I thought back to what had happened at Gehman’s hut, the way he mindlessly came at us without recognition or understanding, just swinging his hammer like some kind of zombie.
“It spread like a plague,” he said quietly. “We fought them off the best they could, but one person would go down, and then another, and then another. If Rayne hadn’t attacked when she did…I would have never gotten out of there.”
“You escaped,” Kodiak said. “And then you went Sunken anyway.”
Gehman burst out laughing, but it was a sad laugh, and he looks as though he was on the verge of tears. “Yup! Good ol’ Gehman! Nice guy Gehman! Tried making my way across the world to Stoneburg all on my own, Bindstone to Bindstone, dying along the way. I don’t even know where I was when I lost myself completely. Must have wandered back to my hut on autopilot. The next thing I knew; I was waking up on the ground with you standing over me.”
It hurt to picture Gehman trying to make it through the Dark World on his own, escaping Sheol only to fall victim to some other player or the corrupted monsters of what was once Carrethen.
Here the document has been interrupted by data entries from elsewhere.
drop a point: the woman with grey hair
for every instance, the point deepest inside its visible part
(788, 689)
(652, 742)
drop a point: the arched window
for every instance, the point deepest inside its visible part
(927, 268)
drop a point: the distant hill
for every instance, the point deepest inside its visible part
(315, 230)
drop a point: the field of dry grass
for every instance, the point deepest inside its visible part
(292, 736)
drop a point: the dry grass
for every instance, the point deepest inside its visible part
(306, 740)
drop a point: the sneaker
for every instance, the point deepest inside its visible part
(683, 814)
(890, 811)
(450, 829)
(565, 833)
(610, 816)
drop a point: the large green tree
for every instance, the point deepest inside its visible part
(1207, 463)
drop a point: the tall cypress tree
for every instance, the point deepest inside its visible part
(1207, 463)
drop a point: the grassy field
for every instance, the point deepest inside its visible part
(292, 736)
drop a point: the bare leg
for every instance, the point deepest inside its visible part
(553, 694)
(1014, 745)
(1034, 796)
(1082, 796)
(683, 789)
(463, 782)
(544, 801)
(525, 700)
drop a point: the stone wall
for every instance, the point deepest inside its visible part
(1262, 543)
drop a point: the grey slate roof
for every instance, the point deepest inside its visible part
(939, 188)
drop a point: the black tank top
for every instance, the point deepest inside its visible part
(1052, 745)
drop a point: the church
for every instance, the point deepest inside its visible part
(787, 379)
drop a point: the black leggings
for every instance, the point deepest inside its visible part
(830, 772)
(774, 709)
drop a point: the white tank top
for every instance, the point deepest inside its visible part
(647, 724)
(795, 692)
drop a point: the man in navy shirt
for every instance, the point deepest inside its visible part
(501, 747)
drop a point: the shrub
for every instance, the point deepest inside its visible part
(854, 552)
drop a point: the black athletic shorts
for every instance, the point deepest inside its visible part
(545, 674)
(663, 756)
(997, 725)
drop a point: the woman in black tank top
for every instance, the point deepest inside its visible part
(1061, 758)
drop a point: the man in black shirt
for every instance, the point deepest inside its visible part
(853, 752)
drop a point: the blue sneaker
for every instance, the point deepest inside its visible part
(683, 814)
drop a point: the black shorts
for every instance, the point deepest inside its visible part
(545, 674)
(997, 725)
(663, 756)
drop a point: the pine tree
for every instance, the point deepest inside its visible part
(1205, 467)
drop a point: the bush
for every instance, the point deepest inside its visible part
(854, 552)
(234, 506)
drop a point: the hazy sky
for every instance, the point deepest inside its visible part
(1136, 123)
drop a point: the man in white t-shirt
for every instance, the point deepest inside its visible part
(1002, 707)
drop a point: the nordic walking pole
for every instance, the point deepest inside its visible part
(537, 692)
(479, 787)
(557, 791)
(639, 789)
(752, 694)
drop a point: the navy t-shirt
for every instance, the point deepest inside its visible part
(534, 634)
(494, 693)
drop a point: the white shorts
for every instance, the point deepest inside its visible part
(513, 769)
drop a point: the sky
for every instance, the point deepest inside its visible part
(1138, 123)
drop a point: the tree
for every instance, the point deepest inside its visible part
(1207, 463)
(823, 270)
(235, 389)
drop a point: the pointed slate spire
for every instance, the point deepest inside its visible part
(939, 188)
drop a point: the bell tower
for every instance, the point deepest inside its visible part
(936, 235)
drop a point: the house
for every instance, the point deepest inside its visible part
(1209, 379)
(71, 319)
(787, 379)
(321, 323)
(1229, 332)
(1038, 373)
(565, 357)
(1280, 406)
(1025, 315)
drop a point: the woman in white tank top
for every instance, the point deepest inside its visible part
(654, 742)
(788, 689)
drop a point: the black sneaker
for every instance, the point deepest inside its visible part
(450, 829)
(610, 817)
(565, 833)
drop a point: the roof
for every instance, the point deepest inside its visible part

Someone as nice as him didn’t deserve such a cruel fate.
It was a very un-D-like feeling, which may have been attributable to the fact that my avatar was gone, but I felt bad for him and reached out and put a hand on his shoulder.
“You’re with us now, Gehman,” I told him. “And you don’t have to worry about going Sunken again. I’ll never let that happen.”
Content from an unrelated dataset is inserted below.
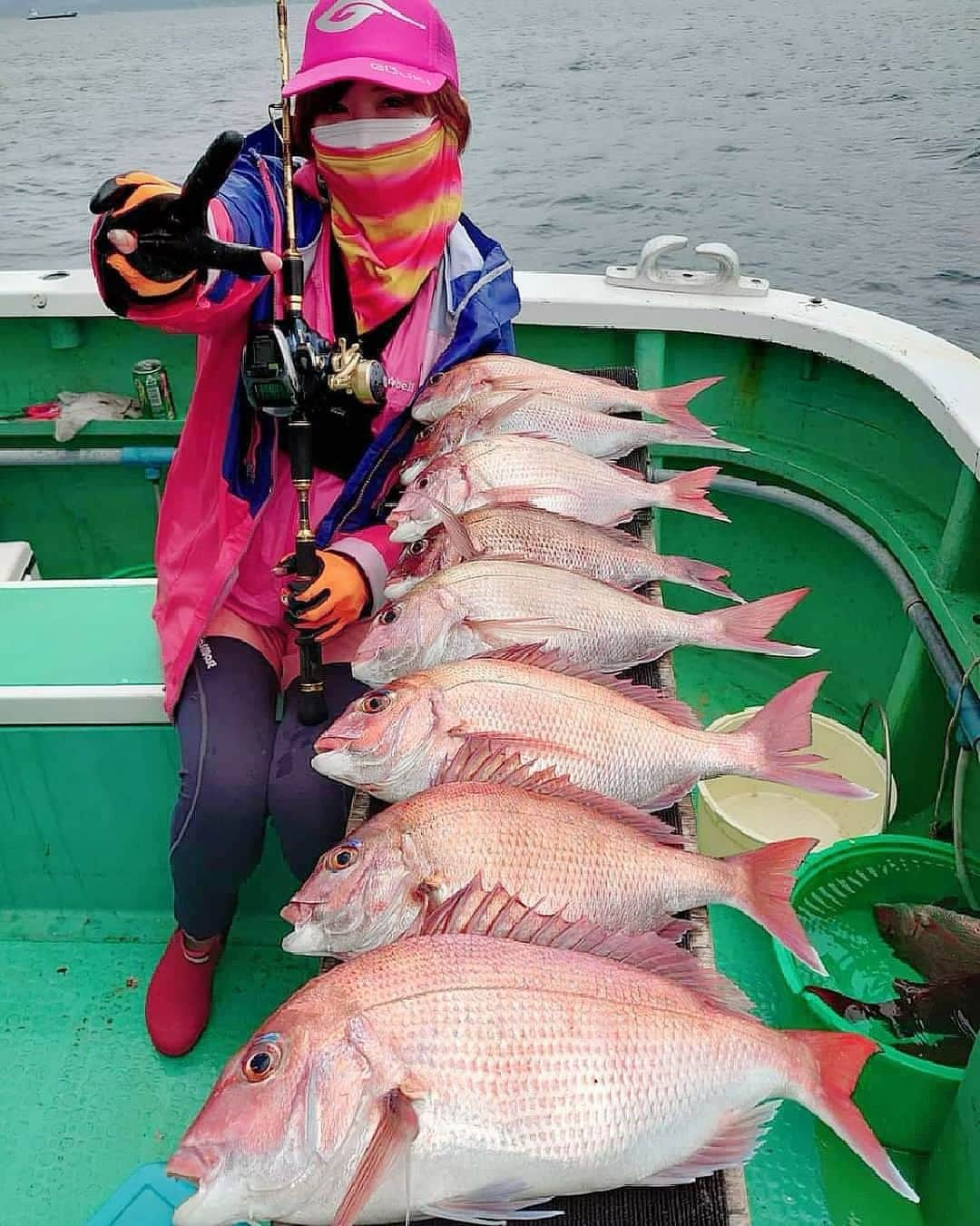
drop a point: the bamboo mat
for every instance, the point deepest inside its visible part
(719, 1199)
Slowly, he raised his eyes to mine and looked at me. After a moment, a smile formed on his face. “Yeah, how did you do that anyway?”
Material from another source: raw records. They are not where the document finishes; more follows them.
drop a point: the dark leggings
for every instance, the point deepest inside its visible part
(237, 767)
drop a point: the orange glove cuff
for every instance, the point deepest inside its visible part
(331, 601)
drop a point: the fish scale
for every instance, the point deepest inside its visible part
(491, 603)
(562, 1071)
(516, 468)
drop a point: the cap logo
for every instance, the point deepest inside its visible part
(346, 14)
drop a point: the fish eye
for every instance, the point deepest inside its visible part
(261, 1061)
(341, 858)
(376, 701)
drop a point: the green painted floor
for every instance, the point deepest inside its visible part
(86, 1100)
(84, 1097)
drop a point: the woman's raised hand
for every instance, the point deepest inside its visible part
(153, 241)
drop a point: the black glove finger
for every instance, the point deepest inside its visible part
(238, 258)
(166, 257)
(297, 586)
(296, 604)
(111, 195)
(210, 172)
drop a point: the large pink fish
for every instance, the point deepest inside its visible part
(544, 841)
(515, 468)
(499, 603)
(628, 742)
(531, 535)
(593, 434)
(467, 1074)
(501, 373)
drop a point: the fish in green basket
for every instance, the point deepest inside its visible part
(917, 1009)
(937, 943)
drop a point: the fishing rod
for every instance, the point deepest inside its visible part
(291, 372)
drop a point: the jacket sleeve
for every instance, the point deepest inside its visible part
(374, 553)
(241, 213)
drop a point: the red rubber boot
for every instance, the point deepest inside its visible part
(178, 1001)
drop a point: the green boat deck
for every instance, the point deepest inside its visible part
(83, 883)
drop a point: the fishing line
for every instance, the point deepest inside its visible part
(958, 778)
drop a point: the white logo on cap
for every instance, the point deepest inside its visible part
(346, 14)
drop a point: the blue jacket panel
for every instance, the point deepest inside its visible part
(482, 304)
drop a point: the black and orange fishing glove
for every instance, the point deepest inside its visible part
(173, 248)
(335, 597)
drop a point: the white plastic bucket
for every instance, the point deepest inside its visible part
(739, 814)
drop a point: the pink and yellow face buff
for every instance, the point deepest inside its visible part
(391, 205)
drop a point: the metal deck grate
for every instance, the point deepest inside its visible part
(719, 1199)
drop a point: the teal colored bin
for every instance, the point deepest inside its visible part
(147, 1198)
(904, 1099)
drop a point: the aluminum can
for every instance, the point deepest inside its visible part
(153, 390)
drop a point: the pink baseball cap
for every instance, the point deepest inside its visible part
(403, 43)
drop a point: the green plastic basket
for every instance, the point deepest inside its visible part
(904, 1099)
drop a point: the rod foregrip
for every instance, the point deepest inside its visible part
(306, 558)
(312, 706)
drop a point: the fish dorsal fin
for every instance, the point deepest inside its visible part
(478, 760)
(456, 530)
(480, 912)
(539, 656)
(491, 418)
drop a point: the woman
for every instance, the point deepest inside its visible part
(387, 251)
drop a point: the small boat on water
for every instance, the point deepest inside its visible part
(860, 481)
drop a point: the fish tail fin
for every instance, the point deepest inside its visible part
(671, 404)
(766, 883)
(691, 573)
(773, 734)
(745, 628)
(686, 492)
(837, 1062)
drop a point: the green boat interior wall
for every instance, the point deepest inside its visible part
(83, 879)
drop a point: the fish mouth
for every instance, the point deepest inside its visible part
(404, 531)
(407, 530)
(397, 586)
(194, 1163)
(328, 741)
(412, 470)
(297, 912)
“Oh, man,” I laughed. “God-like powers or something like that? I don’t know. This whole ordeal makes my brain hurt.”
“So, is that the plan, then?” Gehman asked. “Get to Sheol and help the Sunken?”
“It’s more than that,” I told him. “I’m supposed to get everyone out of here and back home.”
“How do you do that?”
I smiled and shook my head. “I wish I knew.”